One of the most dangerous conditions for the body is dehydration - a process in which the body suffers from a decrease in the amount of water in it.
The condition can be very mild and unnoticeable at first glance, or it can be extremely severe and even life-threatening.
What to do for the different forms of dehydration and what to do to restore water loss?
Dehydration as an illness
For some illnesses – mostly gastrointestinal, dehydration is a major concomitant risk. It is especially dangerous for the youngest, where it occurs extremely quickly. Dehydration can occur in the presence of malaise and vomiting. The greater the frequency of bowel movements or vomiting, the faster dehydration occurs.

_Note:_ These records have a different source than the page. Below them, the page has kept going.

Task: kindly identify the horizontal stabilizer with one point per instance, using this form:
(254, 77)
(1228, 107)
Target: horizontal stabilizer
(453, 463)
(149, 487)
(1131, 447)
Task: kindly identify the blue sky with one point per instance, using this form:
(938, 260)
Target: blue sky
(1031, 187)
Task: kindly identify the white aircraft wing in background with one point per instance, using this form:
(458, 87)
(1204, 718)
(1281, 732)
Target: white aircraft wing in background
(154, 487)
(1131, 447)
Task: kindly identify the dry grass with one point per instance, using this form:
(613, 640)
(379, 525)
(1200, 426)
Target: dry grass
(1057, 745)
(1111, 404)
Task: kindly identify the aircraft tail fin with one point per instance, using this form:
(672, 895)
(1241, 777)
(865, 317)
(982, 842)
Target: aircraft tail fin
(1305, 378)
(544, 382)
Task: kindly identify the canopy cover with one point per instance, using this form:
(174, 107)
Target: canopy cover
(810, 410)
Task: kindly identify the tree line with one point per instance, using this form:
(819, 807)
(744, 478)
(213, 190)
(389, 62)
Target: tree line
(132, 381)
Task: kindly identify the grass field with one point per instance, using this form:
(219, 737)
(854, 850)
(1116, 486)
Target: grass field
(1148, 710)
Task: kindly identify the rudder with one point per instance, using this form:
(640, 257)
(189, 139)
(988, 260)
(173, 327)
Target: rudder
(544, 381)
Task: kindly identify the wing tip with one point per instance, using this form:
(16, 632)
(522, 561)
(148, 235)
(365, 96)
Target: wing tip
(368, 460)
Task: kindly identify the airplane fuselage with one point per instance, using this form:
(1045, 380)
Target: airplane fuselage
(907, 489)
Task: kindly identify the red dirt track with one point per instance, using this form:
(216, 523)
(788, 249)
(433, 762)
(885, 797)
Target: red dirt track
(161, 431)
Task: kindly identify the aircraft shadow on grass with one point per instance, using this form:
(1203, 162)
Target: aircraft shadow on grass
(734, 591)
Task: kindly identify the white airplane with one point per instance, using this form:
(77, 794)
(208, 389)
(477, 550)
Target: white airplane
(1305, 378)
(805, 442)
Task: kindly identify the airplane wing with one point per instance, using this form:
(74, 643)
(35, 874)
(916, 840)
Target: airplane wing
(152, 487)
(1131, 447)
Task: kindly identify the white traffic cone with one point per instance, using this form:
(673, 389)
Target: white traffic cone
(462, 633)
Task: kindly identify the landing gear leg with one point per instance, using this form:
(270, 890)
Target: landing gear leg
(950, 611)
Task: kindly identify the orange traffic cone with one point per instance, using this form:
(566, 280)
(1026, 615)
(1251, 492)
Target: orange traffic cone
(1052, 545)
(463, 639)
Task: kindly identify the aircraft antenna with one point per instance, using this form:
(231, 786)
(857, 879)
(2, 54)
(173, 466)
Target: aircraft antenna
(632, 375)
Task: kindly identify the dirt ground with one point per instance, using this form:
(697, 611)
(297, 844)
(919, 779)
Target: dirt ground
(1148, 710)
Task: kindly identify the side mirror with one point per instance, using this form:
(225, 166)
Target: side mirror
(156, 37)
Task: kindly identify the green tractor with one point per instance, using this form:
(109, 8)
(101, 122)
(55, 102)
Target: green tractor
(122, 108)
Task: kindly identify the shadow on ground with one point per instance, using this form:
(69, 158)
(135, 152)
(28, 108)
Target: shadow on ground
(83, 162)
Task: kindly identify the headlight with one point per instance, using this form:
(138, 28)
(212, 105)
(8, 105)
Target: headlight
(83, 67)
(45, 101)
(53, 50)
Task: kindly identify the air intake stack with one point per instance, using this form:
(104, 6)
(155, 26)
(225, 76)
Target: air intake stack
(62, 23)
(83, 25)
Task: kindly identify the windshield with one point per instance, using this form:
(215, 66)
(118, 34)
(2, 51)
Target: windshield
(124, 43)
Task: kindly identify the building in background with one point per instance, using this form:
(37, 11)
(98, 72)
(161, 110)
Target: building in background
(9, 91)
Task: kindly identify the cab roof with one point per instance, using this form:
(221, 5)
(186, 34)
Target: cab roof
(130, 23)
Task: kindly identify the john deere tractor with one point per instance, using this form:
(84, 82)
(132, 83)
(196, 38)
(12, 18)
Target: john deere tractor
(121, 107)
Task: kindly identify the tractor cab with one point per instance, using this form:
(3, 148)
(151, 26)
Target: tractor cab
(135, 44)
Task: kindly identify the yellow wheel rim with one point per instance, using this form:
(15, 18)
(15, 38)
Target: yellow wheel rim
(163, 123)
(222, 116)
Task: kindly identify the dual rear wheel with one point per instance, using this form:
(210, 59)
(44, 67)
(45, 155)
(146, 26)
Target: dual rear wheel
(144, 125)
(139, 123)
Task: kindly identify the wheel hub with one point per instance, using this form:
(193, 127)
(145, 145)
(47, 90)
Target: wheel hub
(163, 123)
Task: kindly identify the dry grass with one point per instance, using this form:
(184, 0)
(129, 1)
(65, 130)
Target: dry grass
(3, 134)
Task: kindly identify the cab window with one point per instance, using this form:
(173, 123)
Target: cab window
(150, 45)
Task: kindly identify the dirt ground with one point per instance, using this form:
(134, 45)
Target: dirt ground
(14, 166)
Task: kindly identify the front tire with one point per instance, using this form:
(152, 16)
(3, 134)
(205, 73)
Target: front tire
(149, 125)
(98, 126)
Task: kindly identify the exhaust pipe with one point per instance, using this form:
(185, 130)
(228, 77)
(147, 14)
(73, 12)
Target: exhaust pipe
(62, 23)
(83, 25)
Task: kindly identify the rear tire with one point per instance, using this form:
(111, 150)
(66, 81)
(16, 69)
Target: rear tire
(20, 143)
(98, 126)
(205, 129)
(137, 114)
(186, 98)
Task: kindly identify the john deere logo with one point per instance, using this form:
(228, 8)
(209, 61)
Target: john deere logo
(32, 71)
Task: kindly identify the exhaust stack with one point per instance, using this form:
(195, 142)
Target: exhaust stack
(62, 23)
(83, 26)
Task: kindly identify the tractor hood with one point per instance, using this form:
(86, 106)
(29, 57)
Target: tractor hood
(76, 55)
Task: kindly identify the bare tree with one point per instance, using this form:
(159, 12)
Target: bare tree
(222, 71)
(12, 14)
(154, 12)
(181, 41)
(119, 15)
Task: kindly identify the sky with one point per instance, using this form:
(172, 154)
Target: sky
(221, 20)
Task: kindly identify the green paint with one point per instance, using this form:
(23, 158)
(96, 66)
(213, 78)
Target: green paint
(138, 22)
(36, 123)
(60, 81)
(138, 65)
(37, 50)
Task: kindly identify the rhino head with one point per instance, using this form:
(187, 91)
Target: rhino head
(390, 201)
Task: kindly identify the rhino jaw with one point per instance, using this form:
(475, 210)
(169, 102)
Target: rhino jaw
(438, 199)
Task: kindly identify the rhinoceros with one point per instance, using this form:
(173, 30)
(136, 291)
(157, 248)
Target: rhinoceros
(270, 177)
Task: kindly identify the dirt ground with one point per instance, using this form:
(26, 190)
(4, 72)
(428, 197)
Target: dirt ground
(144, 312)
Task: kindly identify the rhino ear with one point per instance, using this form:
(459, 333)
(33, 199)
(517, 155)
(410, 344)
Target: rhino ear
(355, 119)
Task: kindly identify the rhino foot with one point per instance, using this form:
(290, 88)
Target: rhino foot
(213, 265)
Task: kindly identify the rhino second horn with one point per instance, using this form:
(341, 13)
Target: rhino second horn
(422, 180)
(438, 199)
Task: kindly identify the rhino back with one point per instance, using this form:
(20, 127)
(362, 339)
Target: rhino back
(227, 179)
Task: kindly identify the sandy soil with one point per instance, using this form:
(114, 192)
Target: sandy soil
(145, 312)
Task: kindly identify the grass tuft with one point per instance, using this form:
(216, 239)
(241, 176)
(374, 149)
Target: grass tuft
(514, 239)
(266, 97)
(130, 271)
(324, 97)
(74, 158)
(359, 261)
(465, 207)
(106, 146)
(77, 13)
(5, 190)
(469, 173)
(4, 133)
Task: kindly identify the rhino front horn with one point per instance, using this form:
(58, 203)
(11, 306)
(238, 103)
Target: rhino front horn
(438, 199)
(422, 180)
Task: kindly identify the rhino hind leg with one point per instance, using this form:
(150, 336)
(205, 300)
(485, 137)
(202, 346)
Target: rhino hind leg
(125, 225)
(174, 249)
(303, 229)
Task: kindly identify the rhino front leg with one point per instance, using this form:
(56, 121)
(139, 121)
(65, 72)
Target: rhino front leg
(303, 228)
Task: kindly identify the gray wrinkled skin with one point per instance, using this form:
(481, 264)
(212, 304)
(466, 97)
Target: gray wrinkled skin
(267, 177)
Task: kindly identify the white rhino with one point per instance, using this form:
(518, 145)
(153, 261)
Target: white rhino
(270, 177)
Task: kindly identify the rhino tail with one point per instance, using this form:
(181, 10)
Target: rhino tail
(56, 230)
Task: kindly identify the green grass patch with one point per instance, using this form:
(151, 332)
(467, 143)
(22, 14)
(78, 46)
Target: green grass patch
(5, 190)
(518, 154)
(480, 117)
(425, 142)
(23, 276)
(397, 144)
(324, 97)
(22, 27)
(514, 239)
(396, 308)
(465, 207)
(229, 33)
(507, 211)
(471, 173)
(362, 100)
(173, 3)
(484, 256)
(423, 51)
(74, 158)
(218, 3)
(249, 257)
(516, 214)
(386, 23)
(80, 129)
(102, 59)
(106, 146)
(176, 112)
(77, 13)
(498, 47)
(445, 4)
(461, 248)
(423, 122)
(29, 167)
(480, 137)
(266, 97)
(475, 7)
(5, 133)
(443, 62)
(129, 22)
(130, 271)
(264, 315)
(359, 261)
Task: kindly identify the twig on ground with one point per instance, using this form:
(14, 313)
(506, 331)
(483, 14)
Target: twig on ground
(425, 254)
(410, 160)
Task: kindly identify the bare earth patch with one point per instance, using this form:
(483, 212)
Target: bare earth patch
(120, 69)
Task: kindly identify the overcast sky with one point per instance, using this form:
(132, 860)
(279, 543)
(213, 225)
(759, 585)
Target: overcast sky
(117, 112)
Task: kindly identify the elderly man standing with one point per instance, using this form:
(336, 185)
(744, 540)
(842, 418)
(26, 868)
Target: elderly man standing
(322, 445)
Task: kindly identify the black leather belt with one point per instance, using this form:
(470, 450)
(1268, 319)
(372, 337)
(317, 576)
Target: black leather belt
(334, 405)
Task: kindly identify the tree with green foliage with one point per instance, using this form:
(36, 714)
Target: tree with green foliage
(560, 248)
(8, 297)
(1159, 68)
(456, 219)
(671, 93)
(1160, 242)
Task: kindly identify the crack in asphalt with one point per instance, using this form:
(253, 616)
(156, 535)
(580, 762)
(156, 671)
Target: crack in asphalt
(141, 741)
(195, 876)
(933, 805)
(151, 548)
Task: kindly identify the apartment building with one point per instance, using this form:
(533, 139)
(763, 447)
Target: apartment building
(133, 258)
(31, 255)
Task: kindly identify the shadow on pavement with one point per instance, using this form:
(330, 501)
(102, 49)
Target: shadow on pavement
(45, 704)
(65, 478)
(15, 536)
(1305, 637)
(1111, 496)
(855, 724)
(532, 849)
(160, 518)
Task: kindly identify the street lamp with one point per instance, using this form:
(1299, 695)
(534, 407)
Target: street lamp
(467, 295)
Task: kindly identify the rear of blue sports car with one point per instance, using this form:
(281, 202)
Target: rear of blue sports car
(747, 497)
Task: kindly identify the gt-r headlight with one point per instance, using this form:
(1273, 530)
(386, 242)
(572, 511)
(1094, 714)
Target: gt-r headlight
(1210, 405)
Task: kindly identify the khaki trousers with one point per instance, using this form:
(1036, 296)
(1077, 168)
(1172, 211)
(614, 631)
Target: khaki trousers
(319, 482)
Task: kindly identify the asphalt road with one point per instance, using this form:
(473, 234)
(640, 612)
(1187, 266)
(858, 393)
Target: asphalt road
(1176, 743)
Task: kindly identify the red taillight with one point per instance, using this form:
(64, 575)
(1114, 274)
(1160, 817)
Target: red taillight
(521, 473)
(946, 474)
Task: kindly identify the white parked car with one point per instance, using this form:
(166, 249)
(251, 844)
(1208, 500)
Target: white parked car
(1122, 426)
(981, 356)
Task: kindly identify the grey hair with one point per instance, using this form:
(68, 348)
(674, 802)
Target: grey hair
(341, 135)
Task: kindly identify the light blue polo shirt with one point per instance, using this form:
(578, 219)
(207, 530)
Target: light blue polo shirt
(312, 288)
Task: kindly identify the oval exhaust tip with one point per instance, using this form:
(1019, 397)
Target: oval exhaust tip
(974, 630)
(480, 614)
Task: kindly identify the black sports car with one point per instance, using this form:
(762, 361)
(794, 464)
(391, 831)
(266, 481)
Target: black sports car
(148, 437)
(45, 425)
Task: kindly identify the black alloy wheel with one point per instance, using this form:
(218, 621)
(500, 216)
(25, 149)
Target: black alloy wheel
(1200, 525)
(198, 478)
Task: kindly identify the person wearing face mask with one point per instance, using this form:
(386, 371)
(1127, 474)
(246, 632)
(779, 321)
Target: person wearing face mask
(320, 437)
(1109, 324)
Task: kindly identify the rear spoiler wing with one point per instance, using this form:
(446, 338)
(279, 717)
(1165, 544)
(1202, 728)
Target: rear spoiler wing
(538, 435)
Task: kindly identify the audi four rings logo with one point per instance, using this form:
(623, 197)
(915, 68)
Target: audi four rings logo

The main rule in these cases is to limit the symptoms of the disease in order to reduce dehydration. At the same time, fluid and salt deficits must be corrected to restore balance. There are a number of anti-vomiting and indigestion remedies available at the pharmacy - some of them are homeopathic and suitable for those who don't want to use strong preparations. Your GP will determine exactly which combination of agents is right for you.
At the same time, other proven home remedies for dealing with dehydration can be applied. Drinking slightly salted water has a calming effect, reduces the possibility of nausea and vomiting. It also supports hydration and restoring the balance of electrolytes in the body. Glucose or sweetened water helps to bring blood sugar back to normal, thus, in addition to hydrating the body, it also helps to deal with hypoglycemia. Take any liquids in small sips, ensure rest without movement and staying in a not too hot of an environment. But if you are unable to cope with the dehydration of illness on your own, it may be necessary to infuse special medical solutions with drips or, in very severe cases, a blood transfusion.
Prevention of dehydration
Other diseases or conditions are considered to carry a risk of dehydration. Such are some serious diseases such as diabetes mellitus, genetic diseases (cystic fibrosis), etc. However, dehydration can also occur if you do not drink enough fluids in the normal daily routine, if you sweat profusely, on particularly hot days.
To prevent dehydration, drink plenty of fluids of all kinds, one of the most helpful being freshly squeezed juices. Don't overheat your body - find a way to cool down. Consume foods with high water content – cucumbers, watermelon, melons, tomatoes, oranges, peaches, etc.
Drink mint tea, basil, rosemary sweetened with honey and lemon. Herbs improve water absorption by the body, and lemon has an invigorating effect and is a great way to refresh on hot days. And above all, don't forget to drink a lot of water every day.